Over time, the ability to access and alter content housed on a host server or web site may create problems. Security problems. With over 200 viruses introduced each week, how long will it take the black hats to turn extreme trust to their advantage? And what does that mean for web hosts and site owners? Certainly, a top down analysis worthy of consideration.
Selling Web 2.0 Services
Get a jump on client needs and demands by delivering the services that the Web 2.0 e-commerce community will expect.
Diversity and Compatibility
The ability to store, manage and distribute metadata in all formats and to all media (cells, ATMs, digital TV, etc.)
More bandwidth, more services = higher monthly hosting fees
It’s got to be functional 24/7/365 as this data mass expands and more users discover the ease of becoming a part of the process.
Host Server Security
Updated regularly and promoted heavily. If you’re a host, you must provide security and accessibility. If you’re a site owner, you want a host that maintains the latest web tools to ensure security and customer participation — a dicey mix, but one that’s already here.
Easier uploads and downloads. More client-activated, client-engineered features. Site owners will have to update sites regularly. No more so-called “evergreen content.” The process should be transparent and easy enough for a simian to understand.
Relevant Site Metrics
It’s not enough to know # of hits, site owners want to know who’s getting those RSS feeds. Part of the host’s service upgrade should include improved site metrics.
Those are what savvy site owners want from a hosting service and that’s what they’ll be looking for. They’ll want answers and explanations of how the host currently manages these services and what plans the host has for updates and upgrades.

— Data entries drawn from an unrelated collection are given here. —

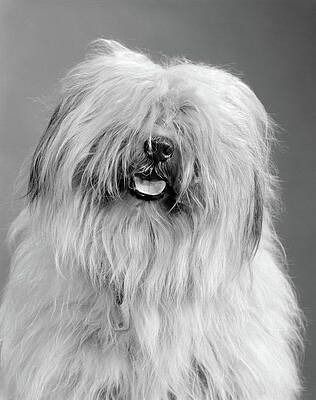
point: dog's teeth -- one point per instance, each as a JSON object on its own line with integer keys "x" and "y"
{"x": 149, "y": 187}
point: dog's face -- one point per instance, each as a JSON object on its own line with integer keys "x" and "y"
{"x": 146, "y": 168}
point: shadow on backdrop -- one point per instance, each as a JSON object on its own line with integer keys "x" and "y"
{"x": 273, "y": 44}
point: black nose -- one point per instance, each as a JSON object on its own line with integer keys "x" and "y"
{"x": 159, "y": 148}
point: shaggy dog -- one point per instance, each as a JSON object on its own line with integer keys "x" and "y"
{"x": 146, "y": 265}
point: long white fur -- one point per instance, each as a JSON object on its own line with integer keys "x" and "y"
{"x": 213, "y": 313}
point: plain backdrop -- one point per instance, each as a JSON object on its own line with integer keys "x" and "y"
{"x": 272, "y": 43}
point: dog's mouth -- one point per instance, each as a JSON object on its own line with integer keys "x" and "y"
{"x": 148, "y": 186}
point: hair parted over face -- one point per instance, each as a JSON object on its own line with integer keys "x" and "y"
{"x": 155, "y": 177}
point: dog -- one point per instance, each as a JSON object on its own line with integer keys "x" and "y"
{"x": 146, "y": 265}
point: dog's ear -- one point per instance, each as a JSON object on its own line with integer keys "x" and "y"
{"x": 254, "y": 227}
{"x": 37, "y": 183}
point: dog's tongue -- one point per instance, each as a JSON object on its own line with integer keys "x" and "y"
{"x": 152, "y": 187}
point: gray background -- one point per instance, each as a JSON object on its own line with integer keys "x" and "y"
{"x": 272, "y": 43}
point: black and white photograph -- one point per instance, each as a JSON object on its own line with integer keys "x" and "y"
{"x": 157, "y": 199}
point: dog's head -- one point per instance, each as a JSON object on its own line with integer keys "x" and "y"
{"x": 168, "y": 164}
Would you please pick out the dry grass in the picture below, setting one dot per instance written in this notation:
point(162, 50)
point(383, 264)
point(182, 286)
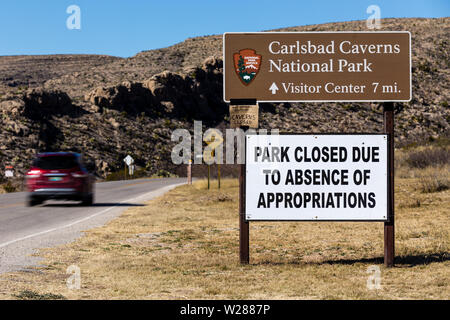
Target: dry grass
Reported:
point(184, 245)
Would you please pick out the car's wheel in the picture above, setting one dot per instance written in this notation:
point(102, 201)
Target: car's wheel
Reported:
point(31, 202)
point(88, 200)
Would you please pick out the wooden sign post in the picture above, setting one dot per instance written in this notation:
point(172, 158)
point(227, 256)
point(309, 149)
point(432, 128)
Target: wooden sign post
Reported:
point(389, 231)
point(317, 67)
point(244, 227)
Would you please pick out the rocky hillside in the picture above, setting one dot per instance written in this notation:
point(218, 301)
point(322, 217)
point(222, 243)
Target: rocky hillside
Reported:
point(107, 107)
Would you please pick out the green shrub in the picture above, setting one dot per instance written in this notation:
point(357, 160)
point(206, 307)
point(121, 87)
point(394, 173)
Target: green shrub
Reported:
point(428, 157)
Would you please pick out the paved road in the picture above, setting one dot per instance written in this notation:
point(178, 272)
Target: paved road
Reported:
point(23, 229)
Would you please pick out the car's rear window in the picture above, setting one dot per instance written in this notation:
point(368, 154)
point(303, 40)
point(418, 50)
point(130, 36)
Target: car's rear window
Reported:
point(55, 162)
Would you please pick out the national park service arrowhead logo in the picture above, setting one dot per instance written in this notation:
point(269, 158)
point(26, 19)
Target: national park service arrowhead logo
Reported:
point(247, 64)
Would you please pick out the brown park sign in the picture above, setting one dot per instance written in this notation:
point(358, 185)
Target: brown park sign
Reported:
point(317, 66)
point(244, 116)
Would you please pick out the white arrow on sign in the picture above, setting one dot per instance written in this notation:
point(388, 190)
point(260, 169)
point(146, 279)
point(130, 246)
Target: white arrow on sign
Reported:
point(273, 88)
point(128, 160)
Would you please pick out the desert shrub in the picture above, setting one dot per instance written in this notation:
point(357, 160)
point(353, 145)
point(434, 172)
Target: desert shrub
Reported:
point(434, 179)
point(120, 175)
point(428, 157)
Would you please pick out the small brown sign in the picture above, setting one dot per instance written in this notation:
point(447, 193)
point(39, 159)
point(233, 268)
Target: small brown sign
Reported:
point(317, 66)
point(244, 116)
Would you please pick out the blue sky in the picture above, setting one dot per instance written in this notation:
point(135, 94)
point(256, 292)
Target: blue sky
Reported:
point(123, 28)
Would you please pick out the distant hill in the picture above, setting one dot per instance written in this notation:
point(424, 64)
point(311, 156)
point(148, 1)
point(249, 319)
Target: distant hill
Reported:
point(108, 106)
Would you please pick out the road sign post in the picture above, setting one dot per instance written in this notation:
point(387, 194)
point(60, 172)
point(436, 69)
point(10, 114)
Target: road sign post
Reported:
point(244, 226)
point(389, 226)
point(128, 162)
point(320, 67)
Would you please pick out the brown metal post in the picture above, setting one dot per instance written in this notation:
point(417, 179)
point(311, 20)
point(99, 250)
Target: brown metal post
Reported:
point(244, 230)
point(244, 226)
point(189, 168)
point(389, 230)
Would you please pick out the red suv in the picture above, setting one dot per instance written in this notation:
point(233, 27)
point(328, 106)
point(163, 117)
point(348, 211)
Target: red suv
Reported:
point(59, 175)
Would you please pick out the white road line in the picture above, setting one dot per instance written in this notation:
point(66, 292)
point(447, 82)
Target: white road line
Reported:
point(163, 190)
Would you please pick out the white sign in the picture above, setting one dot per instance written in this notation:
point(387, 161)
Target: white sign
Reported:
point(316, 177)
point(128, 160)
point(9, 173)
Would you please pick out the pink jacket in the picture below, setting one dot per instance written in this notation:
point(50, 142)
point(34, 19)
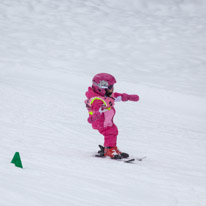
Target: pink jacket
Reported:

The impact of Web 2.0 has yet to be felt, but there’s no doubt, it’s coming. And it will affect web users, designers and hosting services alike. It will require new web tools and a new skill set on the part of those in the business of constructing and supporting web sites. Web designers and hosts who fail to develop these new skills will be doing themselves a disservice. They’ll also soon discover that the hosting company across town is eating their lunch.
Web technology no longer evolves, it explodes with new uses and features that require the development of new skills, new security and a new way of thinking for web hosts, site designers and, of course, site owners. The web, as a platform on which all users develop connectivity through the mere act of participating, is the next challenge waiting to be met.